# Calculating the Time-Period (or Number of Years)

The most difficult part in compound interest is calculating the number of years to come up with the expected amount. The computation involves the use of logarithms. Most of the time, calculations for years are applied when determining the time when the amount invested will double or triple itself.

Here are the steps in order to get the total number of periods:

• 1) Future amount, principal, nominal rate of interest and number of periods per year should be given.
• 2) Divide the future amount by the principal amount.
• 3) Transform the equation into logarithmic form.

Continuing, from Equation (II) in the derivation of nominal rate of Interest.

text(Future Amount)/text(Principal)= (1+text(Nominal Rate)/text(Periods per Year) )^text(Number of Periods) --- (II)

Taking log on both sides,

log (text(Future Amount)/text(Principal))=(text(Number of Periods))  x log (1+text(Nominal Rate)/text(Periods per Year))
text(Number of Periods)= (log (text(Future Amount)/text(Principal Amount)))/(log (1+text(Nominal Rate)/text(Periods per Year)))

Note: Total number of periods should be a whole number.

In order to get the number of years;

text(Number of Years)= text(Number of Periods)/text(Periods per Year)

Note: When approximating or rounding off the number of years or periods into a whole number, consider the nearest larger whole number.
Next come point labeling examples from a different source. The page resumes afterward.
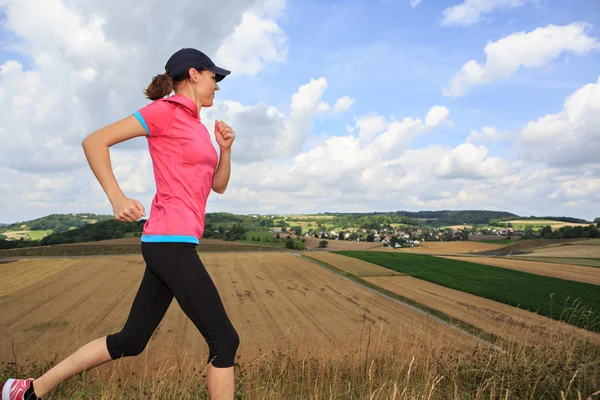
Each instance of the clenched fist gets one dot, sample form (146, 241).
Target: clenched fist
(224, 135)
(128, 210)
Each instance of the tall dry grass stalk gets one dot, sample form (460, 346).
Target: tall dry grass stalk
(378, 369)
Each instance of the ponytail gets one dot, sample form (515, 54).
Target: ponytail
(161, 86)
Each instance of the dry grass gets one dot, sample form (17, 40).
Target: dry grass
(563, 271)
(458, 247)
(292, 317)
(568, 251)
(352, 265)
(499, 319)
(458, 226)
(552, 223)
(335, 245)
(275, 301)
(19, 274)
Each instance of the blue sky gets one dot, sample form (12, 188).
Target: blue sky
(393, 60)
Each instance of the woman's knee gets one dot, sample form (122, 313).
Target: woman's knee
(222, 352)
(123, 344)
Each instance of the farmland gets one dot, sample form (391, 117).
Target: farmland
(27, 234)
(540, 223)
(291, 316)
(352, 265)
(563, 271)
(577, 303)
(568, 251)
(284, 308)
(458, 247)
(313, 243)
(499, 319)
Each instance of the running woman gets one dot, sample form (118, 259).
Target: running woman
(186, 168)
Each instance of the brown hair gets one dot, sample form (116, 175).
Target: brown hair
(163, 84)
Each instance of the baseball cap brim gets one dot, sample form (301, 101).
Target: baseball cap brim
(221, 73)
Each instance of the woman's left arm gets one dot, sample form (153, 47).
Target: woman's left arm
(225, 136)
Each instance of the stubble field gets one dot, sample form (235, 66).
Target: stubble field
(563, 271)
(306, 333)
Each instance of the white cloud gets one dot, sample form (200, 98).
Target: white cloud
(568, 138)
(522, 50)
(471, 11)
(254, 43)
(343, 104)
(436, 115)
(104, 60)
(414, 3)
(370, 125)
(471, 162)
(488, 134)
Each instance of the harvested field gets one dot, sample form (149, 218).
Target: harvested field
(19, 274)
(277, 302)
(459, 247)
(569, 251)
(577, 303)
(351, 265)
(333, 245)
(543, 222)
(563, 271)
(528, 244)
(590, 242)
(496, 318)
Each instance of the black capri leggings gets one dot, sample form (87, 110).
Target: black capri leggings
(175, 270)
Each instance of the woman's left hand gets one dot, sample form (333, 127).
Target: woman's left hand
(224, 135)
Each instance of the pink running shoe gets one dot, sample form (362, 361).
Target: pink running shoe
(14, 389)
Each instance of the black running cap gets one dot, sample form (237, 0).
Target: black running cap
(187, 58)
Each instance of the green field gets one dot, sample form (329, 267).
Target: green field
(573, 302)
(264, 236)
(26, 234)
(306, 225)
(586, 262)
(590, 242)
(499, 241)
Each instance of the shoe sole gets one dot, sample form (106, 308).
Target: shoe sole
(6, 389)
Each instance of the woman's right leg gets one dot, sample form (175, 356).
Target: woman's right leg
(149, 306)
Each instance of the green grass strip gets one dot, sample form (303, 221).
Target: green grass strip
(575, 303)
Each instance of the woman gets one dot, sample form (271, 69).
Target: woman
(186, 168)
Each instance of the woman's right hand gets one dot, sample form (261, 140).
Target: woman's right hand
(128, 210)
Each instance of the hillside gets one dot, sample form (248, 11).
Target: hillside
(57, 222)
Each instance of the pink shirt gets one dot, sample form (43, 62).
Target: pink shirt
(184, 161)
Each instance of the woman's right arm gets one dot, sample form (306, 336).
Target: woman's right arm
(96, 146)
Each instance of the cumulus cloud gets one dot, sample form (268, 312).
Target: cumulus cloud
(471, 162)
(88, 63)
(414, 3)
(522, 50)
(470, 11)
(488, 134)
(570, 137)
(254, 43)
(343, 104)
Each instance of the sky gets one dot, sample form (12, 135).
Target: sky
(337, 106)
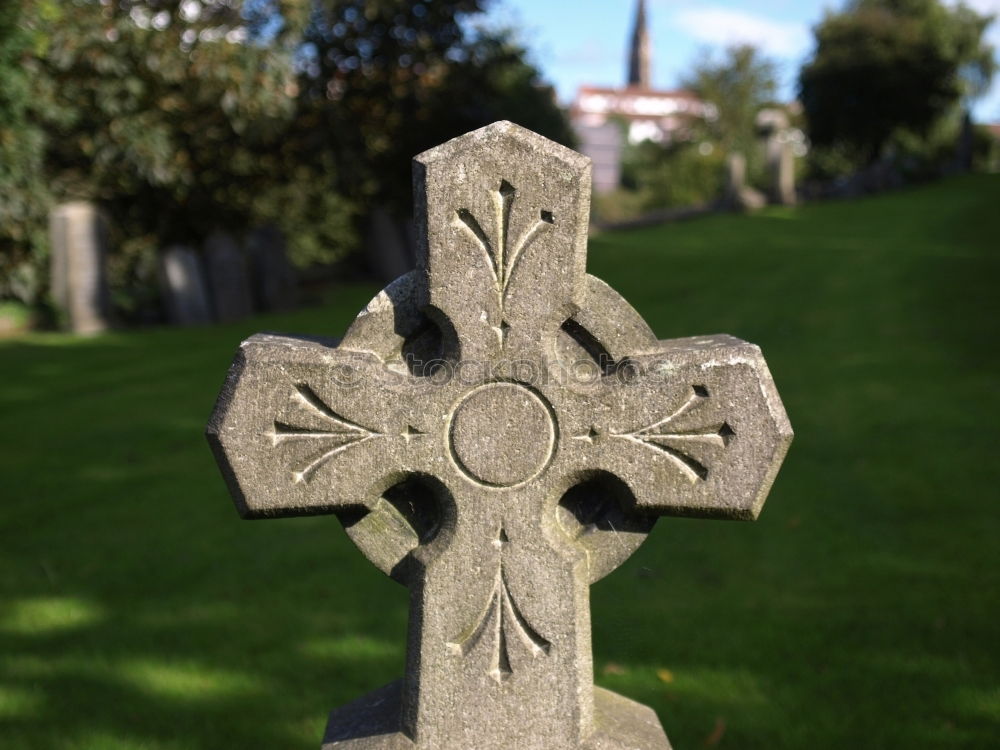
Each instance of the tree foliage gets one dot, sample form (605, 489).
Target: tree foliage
(881, 66)
(738, 84)
(182, 116)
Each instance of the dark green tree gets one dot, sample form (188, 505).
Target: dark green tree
(387, 79)
(24, 195)
(738, 85)
(885, 66)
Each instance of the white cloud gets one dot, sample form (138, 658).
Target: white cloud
(725, 26)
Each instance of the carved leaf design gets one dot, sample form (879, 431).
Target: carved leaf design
(500, 252)
(342, 433)
(504, 626)
(688, 449)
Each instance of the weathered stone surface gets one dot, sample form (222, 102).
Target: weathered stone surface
(228, 277)
(498, 430)
(79, 266)
(185, 293)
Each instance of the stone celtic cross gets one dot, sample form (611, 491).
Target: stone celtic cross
(498, 430)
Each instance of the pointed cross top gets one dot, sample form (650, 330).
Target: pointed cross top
(496, 431)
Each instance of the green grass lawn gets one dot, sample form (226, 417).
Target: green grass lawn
(138, 611)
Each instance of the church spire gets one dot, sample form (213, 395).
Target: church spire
(639, 58)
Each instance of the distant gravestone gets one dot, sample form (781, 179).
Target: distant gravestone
(185, 292)
(228, 277)
(783, 170)
(739, 195)
(79, 266)
(530, 461)
(274, 281)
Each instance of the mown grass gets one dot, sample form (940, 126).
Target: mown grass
(137, 611)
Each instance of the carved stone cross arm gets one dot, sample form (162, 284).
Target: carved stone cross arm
(497, 430)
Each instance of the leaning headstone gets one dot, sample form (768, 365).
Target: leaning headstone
(79, 266)
(228, 277)
(739, 195)
(274, 280)
(185, 293)
(530, 463)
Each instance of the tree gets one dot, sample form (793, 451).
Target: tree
(882, 66)
(738, 85)
(165, 113)
(24, 195)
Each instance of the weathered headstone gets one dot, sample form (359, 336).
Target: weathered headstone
(185, 293)
(228, 277)
(530, 461)
(275, 285)
(739, 195)
(79, 266)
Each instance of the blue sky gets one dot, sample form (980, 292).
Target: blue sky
(584, 41)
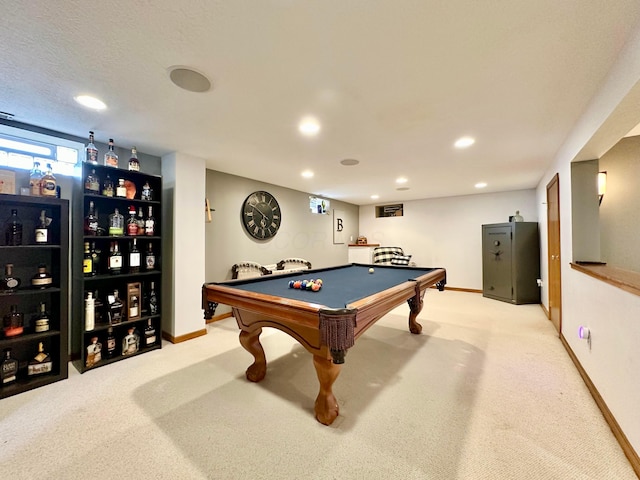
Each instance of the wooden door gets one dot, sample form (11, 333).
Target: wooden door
(554, 258)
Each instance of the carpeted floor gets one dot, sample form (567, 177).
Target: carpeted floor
(485, 392)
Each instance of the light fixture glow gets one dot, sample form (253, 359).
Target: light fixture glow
(90, 102)
(464, 142)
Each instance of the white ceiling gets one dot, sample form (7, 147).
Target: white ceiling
(393, 83)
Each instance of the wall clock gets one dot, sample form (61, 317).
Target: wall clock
(261, 215)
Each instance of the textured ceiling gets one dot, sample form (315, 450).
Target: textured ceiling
(393, 83)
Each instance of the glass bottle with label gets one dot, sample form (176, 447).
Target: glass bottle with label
(110, 156)
(9, 281)
(91, 151)
(35, 177)
(134, 163)
(8, 368)
(13, 229)
(42, 278)
(48, 183)
(42, 229)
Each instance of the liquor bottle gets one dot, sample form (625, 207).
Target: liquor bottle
(13, 323)
(91, 221)
(149, 334)
(121, 190)
(48, 183)
(111, 343)
(107, 187)
(134, 163)
(110, 156)
(35, 177)
(42, 319)
(115, 259)
(140, 220)
(150, 223)
(42, 279)
(42, 229)
(8, 368)
(116, 308)
(89, 312)
(132, 222)
(153, 300)
(134, 257)
(92, 182)
(149, 258)
(87, 262)
(9, 282)
(116, 224)
(13, 229)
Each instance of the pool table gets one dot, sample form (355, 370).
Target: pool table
(326, 322)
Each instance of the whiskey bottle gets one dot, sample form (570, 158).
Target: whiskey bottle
(42, 229)
(8, 368)
(110, 156)
(92, 182)
(150, 223)
(115, 259)
(134, 257)
(48, 183)
(35, 177)
(9, 282)
(42, 320)
(116, 224)
(91, 151)
(149, 334)
(134, 163)
(13, 229)
(13, 323)
(107, 187)
(42, 278)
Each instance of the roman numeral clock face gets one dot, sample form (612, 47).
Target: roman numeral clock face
(261, 215)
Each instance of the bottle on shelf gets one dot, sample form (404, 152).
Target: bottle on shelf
(92, 182)
(116, 224)
(48, 184)
(42, 229)
(35, 177)
(9, 281)
(150, 223)
(134, 163)
(13, 323)
(115, 259)
(110, 156)
(42, 320)
(13, 229)
(149, 334)
(132, 222)
(134, 257)
(8, 368)
(107, 187)
(91, 221)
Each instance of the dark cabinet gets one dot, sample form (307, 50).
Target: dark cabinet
(50, 251)
(511, 262)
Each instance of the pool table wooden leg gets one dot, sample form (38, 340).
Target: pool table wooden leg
(250, 340)
(326, 406)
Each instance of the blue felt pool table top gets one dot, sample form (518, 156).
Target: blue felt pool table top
(341, 285)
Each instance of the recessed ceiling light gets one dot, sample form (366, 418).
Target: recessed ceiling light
(309, 126)
(464, 142)
(90, 102)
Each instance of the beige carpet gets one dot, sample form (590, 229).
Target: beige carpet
(486, 392)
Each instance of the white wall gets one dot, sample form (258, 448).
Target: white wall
(447, 232)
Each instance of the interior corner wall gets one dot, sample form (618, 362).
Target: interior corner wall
(183, 244)
(447, 232)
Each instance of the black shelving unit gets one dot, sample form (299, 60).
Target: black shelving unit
(103, 282)
(25, 259)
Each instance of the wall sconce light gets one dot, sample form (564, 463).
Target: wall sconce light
(602, 185)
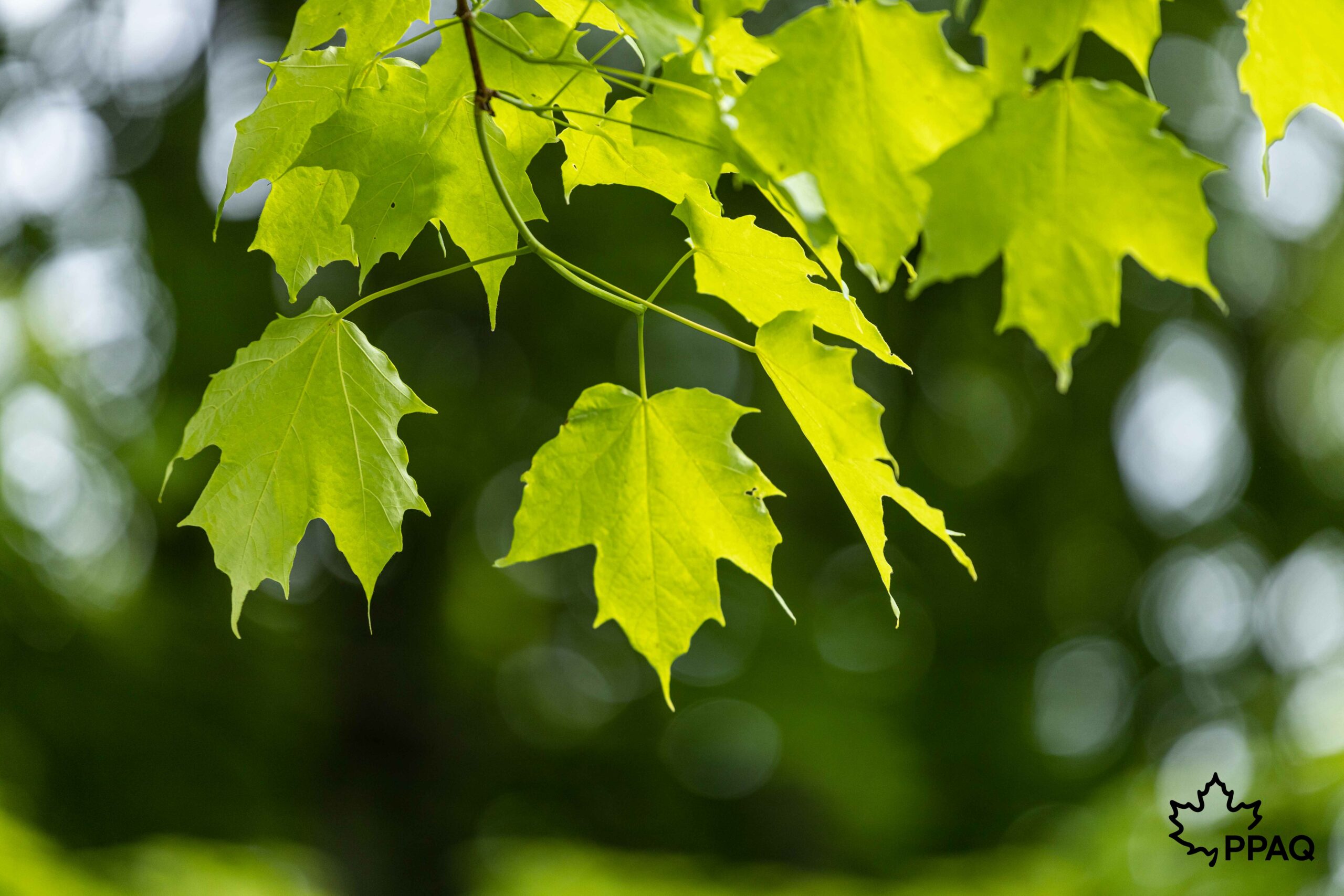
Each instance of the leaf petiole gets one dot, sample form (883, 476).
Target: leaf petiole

## The company loaned $60,000 to be used for constructing the new comfort rooms. The bank charges 3% interest compounded monthly. If the company paid a total of$69,697.01 how long did they pay the loan?

##### Explanation:

The principal amount is $60,000. The future amount is$69,697.01.

Nominal rate of interest is 3%.

Number of periods per year is 12 (since monthly).

Using the formula for solving the total number of periods;

text(Number of Periods) = log (text(Future Amount)/text(Principal))/(log (1+text(Nominal Rate)/text(Periods per Year)))

text(Number of Periods) = log ⁡69697.01/60000 / log⁡(1+ 0.03/12)

text(Number of Periods) = (log⁡1.162)/(log⁡(1+0.0025))

text(Number of Periods) = (log⁡ 1.162)/(log⁡1.0025) =0.065/0.00108

text(Number of Periods) = 59.94 = 60

Determining the number of years;

text(Number of Years) = text(Number of Periods)/text(Periods per Year)

text(Number of Years) = 60/12

text(Number of Years) = 5

Therefore, the company paid the loan for 5 years.

## How many years will the amount double if invested at 6% compounded annually?

##### Explanation:

The future amount is twice the principal amount and thus their ratio is 1:2.

Let, Principal = x, then

Future Amount = 2x

Nominal rate of interest is 6%.

Number of periods per year is 1.

Using the formula for solving the total number of periods;

text(Number of Periods) = log (text(Future Amount)/text(Principal))/(log (1+text(Nominal Rate)/text(Periods per Year)))

text(Number of Periods) = (log⁡2)/(log⁡(1+ 0.06/1))

text(Number of Periods) = (log⁡2)/(log⁡(1+0.06))

text(Number of Periods) = (log⁡2)/(log⁡1.06)

text(Number of Periods) = 11.9 ≈ 12

Determining the number of years;

text(Number of Years) = text(Number of Periods)/text(Periods per Year)

text(Number of Years) = 12/1 = 12

Therefore, the amount will double after 12 years.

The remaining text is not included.